И отдернула ручку. В разговоре нашем мы так и не заметили, как вошла в комнату Анна Матвеевна.

— Что у вас тут, милые мои? — говорит, а сама улыбается.

Вспорхнулась Машенька — и была такова. У меня же вопрос был решен бесповоротно, и я тут же изложил Анне Матвеевне, что так, мол и так, желал бы связать судьбу свою с судьбой ее племянницы вечными узами, да вот еще сомневаюсь в ее чувствах.

— Не сомневайтесь, друг мой, — сказала мне добрая Анна Матвеевна. — Машенька уже призналась мне как-то, что без вас скучает, что чувствует к вам что-то особенное.

— Но любит ли она меня?

— Об этом спросите ее сами.

— Сейчас вот только справлялся и получил в ответ, что «любит, как всех людей, ничуть не больше».

— Ну, это было сказано со страху, — объяснила с улыбкой Анна Матвеевна.

— Чего же ей бояться?

— А я ее, видите ли, напугала, что все вы, мужчины, прелукавый народ…»

Василий Афанасьевич остановился в своем рассказе и тихонько про себя засвистал.

Когда сын вопросительно поднял глаза, то увидел, что отец, погруженный в приятные мечтания, с блаженной улыбкой загляделся куда-то вдаль.

— Это, папенька, вы какую мелодию свищите? — полюбопытствовал мальчик. — Не ту ли, которой вы с того берега маменьке о себе весть подавали?

— Ту самую… Нет для меня ее милее!

— А дальше что же было?

— Дальше?.. Все как по-писанному. Анна Матвеевна не замедлила съездить к отцу Машеньки и получить его согласие. Свадьбу отложили еще на год, чтобы невесте было хоть четырнадцать лет, да чтобы было когда приданое изготовить.

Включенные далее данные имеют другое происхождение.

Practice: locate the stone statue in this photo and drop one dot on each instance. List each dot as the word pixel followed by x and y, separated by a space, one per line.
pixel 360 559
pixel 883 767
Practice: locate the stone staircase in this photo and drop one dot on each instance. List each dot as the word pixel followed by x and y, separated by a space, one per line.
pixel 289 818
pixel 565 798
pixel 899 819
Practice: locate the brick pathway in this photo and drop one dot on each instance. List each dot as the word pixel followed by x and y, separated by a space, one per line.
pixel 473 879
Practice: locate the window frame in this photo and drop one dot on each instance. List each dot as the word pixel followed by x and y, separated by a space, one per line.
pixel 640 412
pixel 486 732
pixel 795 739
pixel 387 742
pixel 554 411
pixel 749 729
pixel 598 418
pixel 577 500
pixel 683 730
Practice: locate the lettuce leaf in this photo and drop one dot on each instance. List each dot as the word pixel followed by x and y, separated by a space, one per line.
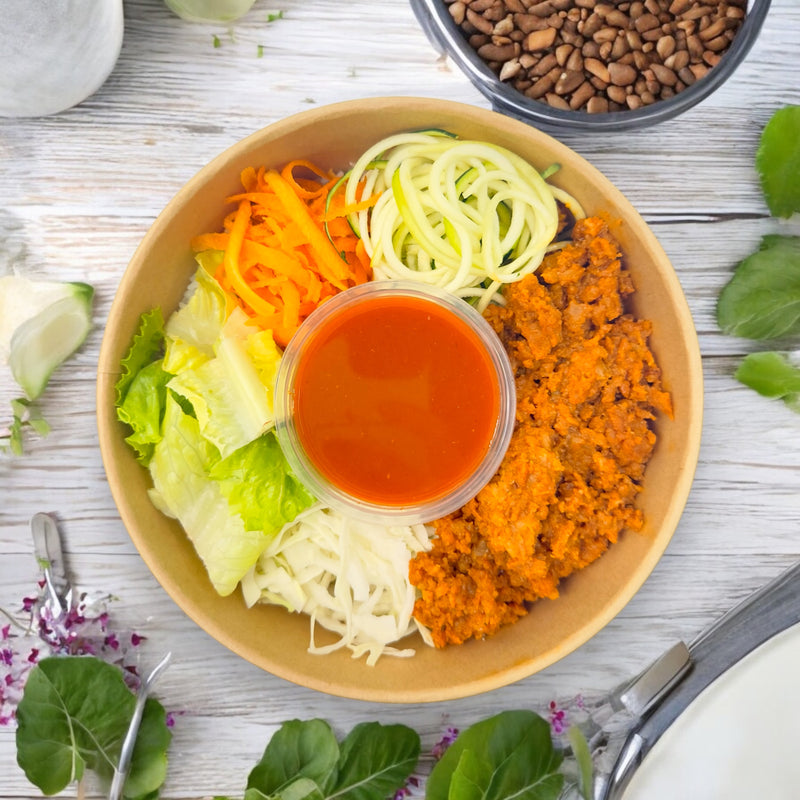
pixel 147 346
pixel 259 485
pixel 183 489
pixel 143 409
pixel 73 716
pixel 195 327
pixel 230 401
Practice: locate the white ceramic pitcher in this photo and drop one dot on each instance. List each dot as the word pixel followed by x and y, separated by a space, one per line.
pixel 55 53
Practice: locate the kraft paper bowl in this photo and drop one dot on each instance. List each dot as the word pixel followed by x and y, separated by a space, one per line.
pixel 276 640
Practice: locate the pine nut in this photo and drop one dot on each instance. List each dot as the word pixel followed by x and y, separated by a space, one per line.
pixel 599 56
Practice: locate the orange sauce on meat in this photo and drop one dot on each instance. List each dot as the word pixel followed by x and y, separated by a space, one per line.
pixel 396 400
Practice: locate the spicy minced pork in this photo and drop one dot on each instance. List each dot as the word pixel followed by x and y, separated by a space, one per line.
pixel 587 388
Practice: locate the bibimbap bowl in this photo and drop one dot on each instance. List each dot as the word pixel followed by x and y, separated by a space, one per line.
pixel 277 640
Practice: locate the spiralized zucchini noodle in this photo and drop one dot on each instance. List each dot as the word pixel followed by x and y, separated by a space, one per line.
pixel 466 216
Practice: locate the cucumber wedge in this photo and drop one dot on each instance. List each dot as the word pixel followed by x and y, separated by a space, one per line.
pixel 50 334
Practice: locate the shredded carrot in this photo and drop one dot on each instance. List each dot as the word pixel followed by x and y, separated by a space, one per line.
pixel 288 245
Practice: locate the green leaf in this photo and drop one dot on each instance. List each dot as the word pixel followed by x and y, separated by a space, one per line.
pixel 375 761
pixel 73 716
pixel 778 162
pixel 518 748
pixel 183 489
pixel 771 375
pixel 301 789
pixel 762 299
pixel 259 485
pixel 583 759
pixel 306 749
pixel 470 777
pixel 143 409
pixel 147 346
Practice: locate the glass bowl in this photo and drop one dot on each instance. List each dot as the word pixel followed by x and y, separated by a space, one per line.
pixel 369 423
pixel 448 38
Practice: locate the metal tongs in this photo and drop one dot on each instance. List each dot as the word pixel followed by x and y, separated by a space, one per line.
pixel 657 697
pixel 57 603
pixel 49 555
pixel 128 743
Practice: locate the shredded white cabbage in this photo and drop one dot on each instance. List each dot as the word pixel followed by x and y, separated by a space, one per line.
pixel 348 575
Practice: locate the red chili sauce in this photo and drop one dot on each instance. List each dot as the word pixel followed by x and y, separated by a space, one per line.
pixel 396 400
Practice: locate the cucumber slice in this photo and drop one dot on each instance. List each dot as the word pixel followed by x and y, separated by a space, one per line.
pixel 50 335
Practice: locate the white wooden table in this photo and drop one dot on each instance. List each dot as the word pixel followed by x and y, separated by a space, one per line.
pixel 78 191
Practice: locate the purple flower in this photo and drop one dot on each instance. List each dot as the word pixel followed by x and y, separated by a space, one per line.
pixel 558 718
pixel 441 746
pixel 82 630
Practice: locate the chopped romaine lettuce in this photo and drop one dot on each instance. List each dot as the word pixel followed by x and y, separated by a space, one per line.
pixel 143 409
pixel 147 346
pixel 259 485
pixel 183 489
pixel 194 328
pixel 200 419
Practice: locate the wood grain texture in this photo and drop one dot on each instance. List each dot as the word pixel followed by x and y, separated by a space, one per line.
pixel 81 188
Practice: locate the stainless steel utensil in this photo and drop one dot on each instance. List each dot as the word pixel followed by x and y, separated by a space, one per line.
pixel 122 768
pixel 47 547
pixel 766 612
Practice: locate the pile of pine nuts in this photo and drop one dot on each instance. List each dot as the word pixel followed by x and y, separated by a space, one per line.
pixel 598 56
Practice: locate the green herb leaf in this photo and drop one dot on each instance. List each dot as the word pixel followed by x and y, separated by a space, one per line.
pixel 73 716
pixel 583 759
pixel 298 749
pixel 771 375
pixel 518 749
pixel 143 409
pixel 303 761
pixel 778 162
pixel 375 761
pixel 762 299
pixel 25 414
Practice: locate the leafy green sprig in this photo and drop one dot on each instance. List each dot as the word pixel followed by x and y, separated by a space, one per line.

— И сама она ничего уже не возражала?

— Возражала одно: что подруги, дескать, смеяться станут: «Такая маленькая и уже замуж идет!» Но когда нас сговорили, она всякий раз была очень рада моим приездам. Письма же мои не решалась еще распечатывать, а передавала отцу.

— А отец?

— Отец перечтет, бывало, да с усмешкой возвратит ей: «И откуда у молодчика все эти сладости берутся? Видно, романов начитался!»

— Но дочери сладости ваши приходились, верно, по вкусу?

— О да! Она носила мои письма всегда при себе на груди; а когда вышла замуж, то перевязала розовым шнурочком и спрятала в комод на самое донышко потайного ящика, где они и доныне у нее хранятся.

— Вот бы взглянуть, право: как вы, папенька, тогда в чувствах изъяснялись! Я непременно попрошу маменьку показать мне.